Tatarstan
announced a partial mobilization on September 21, following President Putin’s early-morning
speech the same day. The draft was swift: just a week after the announcement, official media in Tatarstan presented footage from cities and villages in the region where
crowds saw groups of young men off with loud applause and to the accompaniment of
Farewell of Slavianka, a well-known patriotic march evoking Russia’s military glory.
Reports of the army’s
failure to provide necessary equipment for the newly drafted have fed into suspicions that the new recruits – some of whom have no primary military training – will
become fresh cannon fodder. For Russia’s ethnic minority regions like Tatarstan, losing the young male population doesn’t just mean an imminent shortage of working hands, but the very vitality of ethnic minorities is at stake. Concerns are growing that the Russian state is resolving the centuries-old nationalities question while pursuing its expansionist aspirations in Ukraine.

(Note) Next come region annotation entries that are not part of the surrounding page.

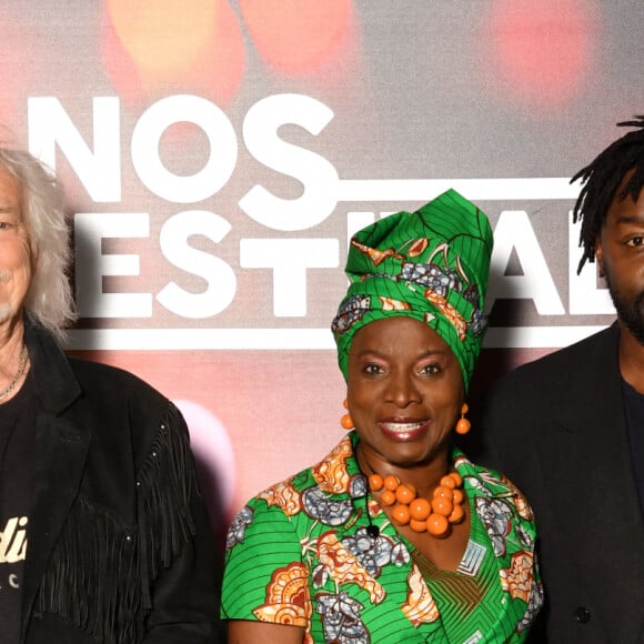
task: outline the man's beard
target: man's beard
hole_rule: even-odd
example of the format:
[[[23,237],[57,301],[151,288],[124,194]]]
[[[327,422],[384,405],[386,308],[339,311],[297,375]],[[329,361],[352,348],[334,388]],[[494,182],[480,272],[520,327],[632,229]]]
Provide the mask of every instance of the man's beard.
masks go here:
[[[606,271],[606,284],[611,293],[611,300],[617,311],[617,316],[631,331],[635,340],[644,345],[644,291],[634,300],[625,300],[618,291],[611,284],[611,278]]]

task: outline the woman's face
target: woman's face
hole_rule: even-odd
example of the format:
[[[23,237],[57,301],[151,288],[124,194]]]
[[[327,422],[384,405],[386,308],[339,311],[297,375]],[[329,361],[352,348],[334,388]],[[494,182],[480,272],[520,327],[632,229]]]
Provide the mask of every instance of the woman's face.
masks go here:
[[[349,412],[361,450],[409,467],[444,457],[463,403],[463,376],[445,341],[411,318],[360,329],[349,351]]]

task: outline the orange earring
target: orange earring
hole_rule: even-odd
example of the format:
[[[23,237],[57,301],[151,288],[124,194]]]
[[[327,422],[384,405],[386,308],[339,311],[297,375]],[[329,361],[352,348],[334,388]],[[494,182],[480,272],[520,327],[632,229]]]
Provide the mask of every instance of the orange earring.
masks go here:
[[[461,417],[459,420],[459,422],[456,423],[456,433],[457,434],[466,434],[470,431],[470,427],[472,426],[472,424],[470,423],[470,421],[465,417],[465,414],[467,413],[467,410],[470,407],[467,406],[467,403],[463,403],[463,406],[461,407]]]
[[[342,406],[346,410],[349,409],[349,401],[346,399],[344,399],[344,402],[342,403]],[[349,412],[346,412],[341,419],[340,419],[340,424],[349,432],[353,429],[353,419],[351,417],[351,414]]]

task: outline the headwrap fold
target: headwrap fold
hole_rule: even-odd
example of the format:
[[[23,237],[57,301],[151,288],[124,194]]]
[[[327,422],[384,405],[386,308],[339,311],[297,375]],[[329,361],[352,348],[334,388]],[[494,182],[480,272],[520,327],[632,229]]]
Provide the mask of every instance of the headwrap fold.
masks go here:
[[[346,259],[351,283],[331,325],[344,378],[359,329],[407,316],[425,322],[450,345],[467,390],[487,325],[483,306],[492,245],[487,217],[455,190],[359,231]]]

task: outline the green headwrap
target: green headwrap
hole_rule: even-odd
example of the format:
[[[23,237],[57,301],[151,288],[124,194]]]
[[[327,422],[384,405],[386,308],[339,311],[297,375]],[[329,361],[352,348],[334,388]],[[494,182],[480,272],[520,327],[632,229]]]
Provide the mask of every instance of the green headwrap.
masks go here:
[[[358,232],[346,259],[351,284],[331,325],[344,378],[355,332],[403,315],[425,322],[450,345],[467,390],[487,325],[492,244],[485,213],[454,190]]]

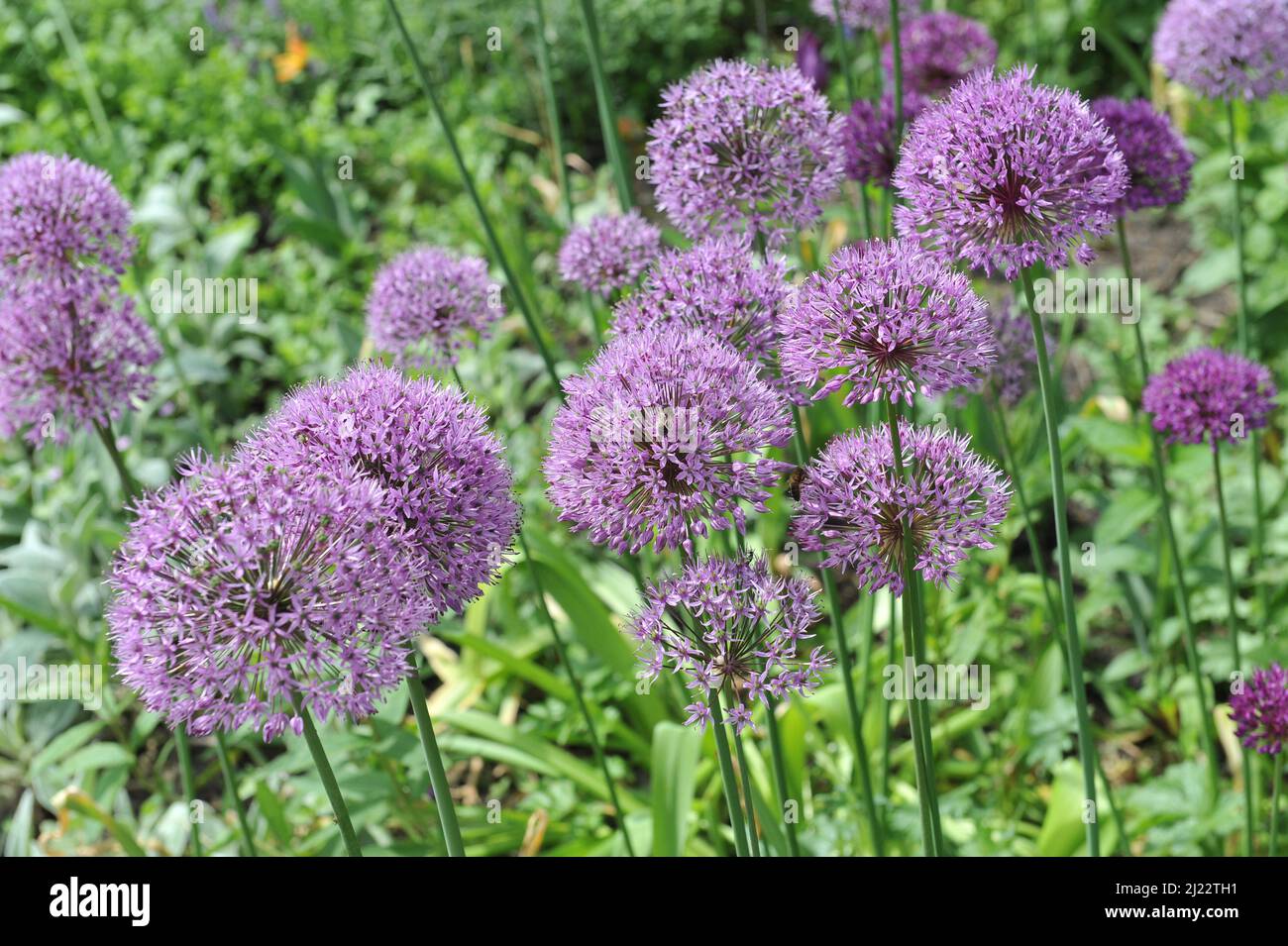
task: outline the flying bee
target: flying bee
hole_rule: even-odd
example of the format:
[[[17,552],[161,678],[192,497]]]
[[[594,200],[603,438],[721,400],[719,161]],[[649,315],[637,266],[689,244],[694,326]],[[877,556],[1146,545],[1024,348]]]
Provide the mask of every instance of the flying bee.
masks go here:
[[[801,501],[801,484],[805,483],[805,467],[793,467],[790,474],[787,474],[787,496],[790,496],[795,502]]]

Official rhetoricThere is no officially confirmed data on how many people have already been conscripted. Tatarstan, home to about 4 million, was
supposed to deliver 10,000 servicemen by October 1. Media sources indicate that the Russian Ministry of Defense eventually
lowered the initial target for Tatarstan, as it was probably alarmed by mass protests in other ethnic-minority regions, for instance in
Dagestan. The biggest sources of draftees in Tatarstan so far have been the industrial cities with high numbers of working men, such as
Naberezhnye Chelny (defense and auto industry),
Nizhnekamsk (petrochemical industry) and
Kazan (chemical industry).
The mobilization presented Tatarstan with a chance to show off its wealth and order. Conscripts from the whole region travelled to Kazan and were temporarily stationed in the recently built, spacious Kazan Expo exhibition center; in addition, the barracks of the Kazan Higher Tank Command School and tent
halls erected on its territory hosted hundreds of recruits. Rustam Minnikhanov, the head of the region, personally visited deployment bases to
check the recruits’ accommodation. Official media reported regular hot meals, warm clothing and even entertainment: recruits could
borrow books and enjoy a musical
performance. The pictures from Kazan starkly contrasted with reports from Russia’s
other regions, where the mobilization revealed a severe lack of resources. The sites in Kazan also accommodated several
recruits from the neighboring regions of Bashkortostan and Chuvashia, which, unlike Tatarstan, have no large-scale training grounds.
The regional government claims to have addressed excesses that occurred during the mobilization. For instance, the September 21 decree initially prohibited men liable for military service from leaving the region and also required company owners and ordinary citizens to hand in their cars for military needs. In the face of growing public discontent, the language of the decree was
softened: military-age men became obliged to coordinate their travel plans with local authorities, and cars could only be seized “by special order.”